Under this agreement, Singapore was allowed to construct a dam across Sungei Linggui to facilitate the extraction of water from Johor River, with Johor setting aside about 21,600ha (216km2) of land for the project. Singapore agreed to pay RM320 million as compensation for the permanent loss of use of the land and its associated revenue, in addition to a premium of RM18,000 per hectare (per 10,000m2) and an annual rent of RM30 for every 1,000ft2 (per 92.9m2) of the land. The cost of building and maintaining the dam would be borne by Singapore.
In return, Singapore could buy (from Johor) treated water generated by the new dam. This would be over and above the 250mgd of raw water that it was allowed to draw from Johor River under the 1962 agreement. The price of this additional supply would be calculated based on a fixed formula: the weighted average of Johor's water tariffs plus 50% of the surplus from the sale of this water by PUB to its consumers after deducting Johor's price and PUB's cost of distribution, or 115% of the weighted average of Johor's water tariffs, whichever was higher.
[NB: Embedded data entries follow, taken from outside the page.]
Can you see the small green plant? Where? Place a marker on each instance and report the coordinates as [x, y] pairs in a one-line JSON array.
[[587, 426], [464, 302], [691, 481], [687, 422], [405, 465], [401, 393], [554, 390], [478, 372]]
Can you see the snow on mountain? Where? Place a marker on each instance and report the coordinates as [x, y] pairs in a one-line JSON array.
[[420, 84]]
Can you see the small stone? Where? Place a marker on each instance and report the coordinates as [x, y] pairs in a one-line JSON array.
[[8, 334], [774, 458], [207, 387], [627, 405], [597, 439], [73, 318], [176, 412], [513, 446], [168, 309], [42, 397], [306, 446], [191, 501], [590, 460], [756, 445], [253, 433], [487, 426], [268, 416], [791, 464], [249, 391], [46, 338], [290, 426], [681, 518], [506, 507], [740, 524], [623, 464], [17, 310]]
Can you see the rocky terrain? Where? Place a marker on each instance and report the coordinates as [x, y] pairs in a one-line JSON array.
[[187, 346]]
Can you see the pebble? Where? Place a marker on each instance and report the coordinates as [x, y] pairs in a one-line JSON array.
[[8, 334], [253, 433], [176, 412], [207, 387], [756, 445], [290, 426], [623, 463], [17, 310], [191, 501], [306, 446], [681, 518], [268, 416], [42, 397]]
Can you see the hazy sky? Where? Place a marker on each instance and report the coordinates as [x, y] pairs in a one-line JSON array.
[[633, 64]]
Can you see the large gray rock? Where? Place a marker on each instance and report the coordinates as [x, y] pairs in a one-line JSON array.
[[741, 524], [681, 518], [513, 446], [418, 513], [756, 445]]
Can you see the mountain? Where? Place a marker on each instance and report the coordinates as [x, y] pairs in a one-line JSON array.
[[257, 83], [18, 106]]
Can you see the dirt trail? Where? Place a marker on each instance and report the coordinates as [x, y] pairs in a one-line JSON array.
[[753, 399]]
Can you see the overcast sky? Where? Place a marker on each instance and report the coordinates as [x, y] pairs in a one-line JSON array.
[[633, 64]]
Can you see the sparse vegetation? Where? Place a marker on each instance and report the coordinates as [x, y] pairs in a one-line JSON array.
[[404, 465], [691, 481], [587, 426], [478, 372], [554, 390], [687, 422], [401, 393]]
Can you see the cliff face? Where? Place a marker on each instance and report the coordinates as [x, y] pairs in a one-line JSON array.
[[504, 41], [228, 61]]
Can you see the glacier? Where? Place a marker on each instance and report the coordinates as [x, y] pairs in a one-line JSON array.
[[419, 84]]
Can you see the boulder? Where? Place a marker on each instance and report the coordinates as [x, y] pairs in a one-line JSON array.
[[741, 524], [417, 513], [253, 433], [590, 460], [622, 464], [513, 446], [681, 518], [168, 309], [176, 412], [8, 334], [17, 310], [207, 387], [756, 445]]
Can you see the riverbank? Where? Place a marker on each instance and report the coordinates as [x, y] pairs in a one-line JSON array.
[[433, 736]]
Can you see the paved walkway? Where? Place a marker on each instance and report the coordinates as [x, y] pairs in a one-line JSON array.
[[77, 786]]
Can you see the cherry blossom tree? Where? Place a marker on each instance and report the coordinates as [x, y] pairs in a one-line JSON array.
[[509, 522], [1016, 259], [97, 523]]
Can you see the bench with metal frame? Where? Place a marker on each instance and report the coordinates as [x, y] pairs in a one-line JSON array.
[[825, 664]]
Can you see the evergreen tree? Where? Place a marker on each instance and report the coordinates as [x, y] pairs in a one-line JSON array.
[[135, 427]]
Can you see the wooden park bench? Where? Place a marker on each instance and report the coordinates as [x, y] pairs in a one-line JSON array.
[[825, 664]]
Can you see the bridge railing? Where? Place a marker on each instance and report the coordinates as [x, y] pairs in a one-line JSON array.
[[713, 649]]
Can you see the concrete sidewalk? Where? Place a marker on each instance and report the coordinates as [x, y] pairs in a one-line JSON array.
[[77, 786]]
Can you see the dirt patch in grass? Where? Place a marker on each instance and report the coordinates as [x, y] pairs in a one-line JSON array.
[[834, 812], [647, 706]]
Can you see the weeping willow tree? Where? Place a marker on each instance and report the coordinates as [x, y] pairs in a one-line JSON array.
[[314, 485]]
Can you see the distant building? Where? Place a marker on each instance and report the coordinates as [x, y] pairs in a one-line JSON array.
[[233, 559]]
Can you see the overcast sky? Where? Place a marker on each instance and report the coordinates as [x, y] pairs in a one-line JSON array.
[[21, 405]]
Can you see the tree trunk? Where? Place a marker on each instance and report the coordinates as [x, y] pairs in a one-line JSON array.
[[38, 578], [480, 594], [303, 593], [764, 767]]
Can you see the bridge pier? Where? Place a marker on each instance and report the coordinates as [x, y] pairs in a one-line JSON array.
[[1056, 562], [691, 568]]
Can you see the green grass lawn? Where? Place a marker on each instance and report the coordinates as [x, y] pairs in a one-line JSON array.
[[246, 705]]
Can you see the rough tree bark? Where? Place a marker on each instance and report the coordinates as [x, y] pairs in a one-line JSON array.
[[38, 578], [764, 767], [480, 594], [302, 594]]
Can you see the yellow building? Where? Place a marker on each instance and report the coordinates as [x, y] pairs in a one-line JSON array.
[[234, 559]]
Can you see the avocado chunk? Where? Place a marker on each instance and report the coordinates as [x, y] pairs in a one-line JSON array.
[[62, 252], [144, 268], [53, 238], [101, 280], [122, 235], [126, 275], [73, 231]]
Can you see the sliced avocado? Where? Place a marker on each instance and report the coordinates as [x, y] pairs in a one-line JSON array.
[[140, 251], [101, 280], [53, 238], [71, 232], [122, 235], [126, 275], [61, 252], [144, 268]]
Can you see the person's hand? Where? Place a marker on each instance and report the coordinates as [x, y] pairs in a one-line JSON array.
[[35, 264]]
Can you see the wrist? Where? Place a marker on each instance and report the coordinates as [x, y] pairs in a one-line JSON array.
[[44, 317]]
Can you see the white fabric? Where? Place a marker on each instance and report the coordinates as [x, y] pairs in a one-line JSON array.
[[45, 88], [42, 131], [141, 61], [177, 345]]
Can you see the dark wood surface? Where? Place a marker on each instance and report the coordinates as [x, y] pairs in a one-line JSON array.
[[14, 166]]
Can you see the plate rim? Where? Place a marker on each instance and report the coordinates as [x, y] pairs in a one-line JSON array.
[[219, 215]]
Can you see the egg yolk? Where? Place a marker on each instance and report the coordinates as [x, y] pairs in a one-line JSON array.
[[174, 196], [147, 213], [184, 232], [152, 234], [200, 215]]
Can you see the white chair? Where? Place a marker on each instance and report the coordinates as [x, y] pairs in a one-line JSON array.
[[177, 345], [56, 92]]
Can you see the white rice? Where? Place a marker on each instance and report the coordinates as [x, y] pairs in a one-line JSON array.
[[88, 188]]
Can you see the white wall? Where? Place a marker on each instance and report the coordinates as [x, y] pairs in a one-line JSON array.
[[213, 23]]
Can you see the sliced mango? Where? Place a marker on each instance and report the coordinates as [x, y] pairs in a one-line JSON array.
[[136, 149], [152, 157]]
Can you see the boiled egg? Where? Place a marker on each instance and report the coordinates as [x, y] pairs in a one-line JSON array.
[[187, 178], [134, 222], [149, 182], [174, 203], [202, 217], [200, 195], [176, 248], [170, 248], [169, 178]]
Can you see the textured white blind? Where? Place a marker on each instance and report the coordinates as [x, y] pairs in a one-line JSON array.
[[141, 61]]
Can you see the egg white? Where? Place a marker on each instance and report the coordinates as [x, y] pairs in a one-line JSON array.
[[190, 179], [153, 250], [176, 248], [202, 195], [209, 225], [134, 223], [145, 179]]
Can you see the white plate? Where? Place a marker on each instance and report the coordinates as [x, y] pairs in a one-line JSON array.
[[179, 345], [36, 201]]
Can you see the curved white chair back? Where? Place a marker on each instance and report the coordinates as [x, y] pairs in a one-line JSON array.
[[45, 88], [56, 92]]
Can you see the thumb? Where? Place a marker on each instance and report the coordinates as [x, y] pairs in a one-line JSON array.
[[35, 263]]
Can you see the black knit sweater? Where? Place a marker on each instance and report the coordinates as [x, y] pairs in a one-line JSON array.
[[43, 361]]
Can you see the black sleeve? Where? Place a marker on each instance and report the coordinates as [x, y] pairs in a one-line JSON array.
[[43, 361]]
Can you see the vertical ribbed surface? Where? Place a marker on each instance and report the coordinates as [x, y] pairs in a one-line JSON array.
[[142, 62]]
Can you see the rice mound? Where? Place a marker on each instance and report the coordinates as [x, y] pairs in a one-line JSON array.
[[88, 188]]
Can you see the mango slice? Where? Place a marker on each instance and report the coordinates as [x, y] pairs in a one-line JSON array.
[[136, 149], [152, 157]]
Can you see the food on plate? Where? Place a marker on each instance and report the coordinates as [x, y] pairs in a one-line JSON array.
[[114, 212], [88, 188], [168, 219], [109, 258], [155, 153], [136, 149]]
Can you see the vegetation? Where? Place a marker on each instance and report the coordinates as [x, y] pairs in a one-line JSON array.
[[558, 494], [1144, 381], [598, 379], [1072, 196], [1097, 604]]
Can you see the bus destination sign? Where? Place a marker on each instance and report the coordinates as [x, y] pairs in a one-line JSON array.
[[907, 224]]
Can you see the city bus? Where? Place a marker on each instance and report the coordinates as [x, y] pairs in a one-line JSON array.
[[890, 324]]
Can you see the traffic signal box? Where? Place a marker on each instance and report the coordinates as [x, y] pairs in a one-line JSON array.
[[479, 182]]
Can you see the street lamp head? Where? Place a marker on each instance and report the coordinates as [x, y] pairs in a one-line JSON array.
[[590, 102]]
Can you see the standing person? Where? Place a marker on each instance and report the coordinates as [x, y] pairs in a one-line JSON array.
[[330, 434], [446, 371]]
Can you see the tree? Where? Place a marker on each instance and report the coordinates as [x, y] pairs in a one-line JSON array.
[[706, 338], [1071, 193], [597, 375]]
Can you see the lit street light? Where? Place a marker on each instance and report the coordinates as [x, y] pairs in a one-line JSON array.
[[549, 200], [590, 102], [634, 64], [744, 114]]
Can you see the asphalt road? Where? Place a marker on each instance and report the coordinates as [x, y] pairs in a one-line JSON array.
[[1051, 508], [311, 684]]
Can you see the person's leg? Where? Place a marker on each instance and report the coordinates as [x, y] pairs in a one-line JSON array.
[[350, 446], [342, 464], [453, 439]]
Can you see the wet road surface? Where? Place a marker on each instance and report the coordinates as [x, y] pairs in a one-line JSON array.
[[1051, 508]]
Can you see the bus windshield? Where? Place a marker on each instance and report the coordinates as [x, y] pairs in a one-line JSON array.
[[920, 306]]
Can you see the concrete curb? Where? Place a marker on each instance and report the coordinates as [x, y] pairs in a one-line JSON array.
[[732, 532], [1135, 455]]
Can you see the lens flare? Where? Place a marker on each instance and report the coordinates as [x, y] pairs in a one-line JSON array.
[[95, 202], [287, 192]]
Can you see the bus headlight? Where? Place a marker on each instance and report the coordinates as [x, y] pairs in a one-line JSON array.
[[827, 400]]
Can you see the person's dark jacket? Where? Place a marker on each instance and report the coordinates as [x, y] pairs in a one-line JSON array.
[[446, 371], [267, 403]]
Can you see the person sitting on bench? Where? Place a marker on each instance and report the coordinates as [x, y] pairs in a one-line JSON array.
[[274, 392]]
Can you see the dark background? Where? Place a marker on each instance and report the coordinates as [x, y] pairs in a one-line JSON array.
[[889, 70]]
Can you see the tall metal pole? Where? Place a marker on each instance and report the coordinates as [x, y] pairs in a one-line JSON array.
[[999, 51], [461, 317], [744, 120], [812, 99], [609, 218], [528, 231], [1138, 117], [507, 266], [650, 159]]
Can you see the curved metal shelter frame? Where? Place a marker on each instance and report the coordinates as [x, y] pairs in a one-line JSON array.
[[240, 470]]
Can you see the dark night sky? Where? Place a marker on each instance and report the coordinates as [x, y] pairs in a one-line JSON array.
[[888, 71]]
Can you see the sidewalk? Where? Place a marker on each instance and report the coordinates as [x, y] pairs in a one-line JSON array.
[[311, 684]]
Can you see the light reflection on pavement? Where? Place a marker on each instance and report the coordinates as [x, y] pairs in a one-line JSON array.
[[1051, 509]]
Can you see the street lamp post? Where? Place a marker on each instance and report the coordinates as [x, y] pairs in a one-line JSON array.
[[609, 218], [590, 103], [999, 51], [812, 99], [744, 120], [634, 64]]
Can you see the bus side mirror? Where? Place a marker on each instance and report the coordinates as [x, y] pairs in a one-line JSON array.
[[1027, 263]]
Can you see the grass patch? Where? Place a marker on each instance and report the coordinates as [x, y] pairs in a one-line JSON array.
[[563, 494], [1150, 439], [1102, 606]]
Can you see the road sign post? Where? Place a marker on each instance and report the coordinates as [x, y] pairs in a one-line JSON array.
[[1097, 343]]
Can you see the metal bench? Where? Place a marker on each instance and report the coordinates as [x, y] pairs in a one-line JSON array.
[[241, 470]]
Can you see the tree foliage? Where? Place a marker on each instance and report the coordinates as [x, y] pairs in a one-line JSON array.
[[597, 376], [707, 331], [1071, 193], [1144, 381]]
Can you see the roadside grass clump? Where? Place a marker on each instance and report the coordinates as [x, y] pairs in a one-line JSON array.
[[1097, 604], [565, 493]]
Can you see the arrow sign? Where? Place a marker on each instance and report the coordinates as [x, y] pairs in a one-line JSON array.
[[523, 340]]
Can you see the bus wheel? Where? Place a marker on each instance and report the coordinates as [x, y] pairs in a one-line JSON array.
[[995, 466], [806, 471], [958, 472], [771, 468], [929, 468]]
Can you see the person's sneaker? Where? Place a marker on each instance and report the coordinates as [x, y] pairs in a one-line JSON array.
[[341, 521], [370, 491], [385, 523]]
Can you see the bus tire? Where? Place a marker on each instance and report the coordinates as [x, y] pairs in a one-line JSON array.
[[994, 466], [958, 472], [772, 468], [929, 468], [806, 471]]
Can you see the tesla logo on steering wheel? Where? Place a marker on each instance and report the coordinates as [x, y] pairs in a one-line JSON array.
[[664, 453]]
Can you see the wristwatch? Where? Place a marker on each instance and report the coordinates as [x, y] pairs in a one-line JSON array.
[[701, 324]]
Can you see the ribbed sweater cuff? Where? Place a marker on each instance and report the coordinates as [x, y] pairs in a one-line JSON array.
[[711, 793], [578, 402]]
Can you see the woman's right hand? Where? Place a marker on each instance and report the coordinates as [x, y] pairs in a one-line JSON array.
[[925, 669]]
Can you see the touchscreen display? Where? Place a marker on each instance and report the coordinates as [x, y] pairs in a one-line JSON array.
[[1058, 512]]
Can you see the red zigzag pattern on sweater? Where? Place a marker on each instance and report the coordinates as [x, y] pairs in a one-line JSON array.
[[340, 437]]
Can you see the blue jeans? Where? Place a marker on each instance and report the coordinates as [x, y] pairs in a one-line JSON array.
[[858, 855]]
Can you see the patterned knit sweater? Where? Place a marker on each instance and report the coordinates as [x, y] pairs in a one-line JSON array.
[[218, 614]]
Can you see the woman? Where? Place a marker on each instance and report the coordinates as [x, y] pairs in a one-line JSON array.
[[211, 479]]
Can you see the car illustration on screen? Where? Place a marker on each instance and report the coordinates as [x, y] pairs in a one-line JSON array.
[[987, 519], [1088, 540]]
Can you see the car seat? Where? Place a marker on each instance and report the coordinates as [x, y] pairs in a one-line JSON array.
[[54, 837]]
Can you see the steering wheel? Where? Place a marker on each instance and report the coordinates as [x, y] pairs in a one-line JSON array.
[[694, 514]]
This agreement was a follow-up to the memorandum of understanding (MOU) signed on 28 June 1988 between the two countries' prime ministers at the time, Lee Kuan Yew for Singapore and Mahathir Mohamad for Malaysia. The signing of the MOU was hailed as a breakthrough in Singapore-Malaysia water relations, the culmination of six years of difficult negotiations.
The Singapore government has stated that it will not renew the 1961 agreement which expires in 2011. Attempts to reach a new deal with Malaysia to secure water supply for Singapore beyond 2061 have not borne fruit despite years of tedious negotiations. To reduce Singapore's dependence on imported water, the government has taken steps to increase the size of the local water catchment area and to build up the supply from non-conventional sources, namely NEWater (reclaimed water) and desalinated water. With the various water projects progressing well, government officials have assured Singaporeans that the country can be self-reliant in water by 2061 if it needs to be.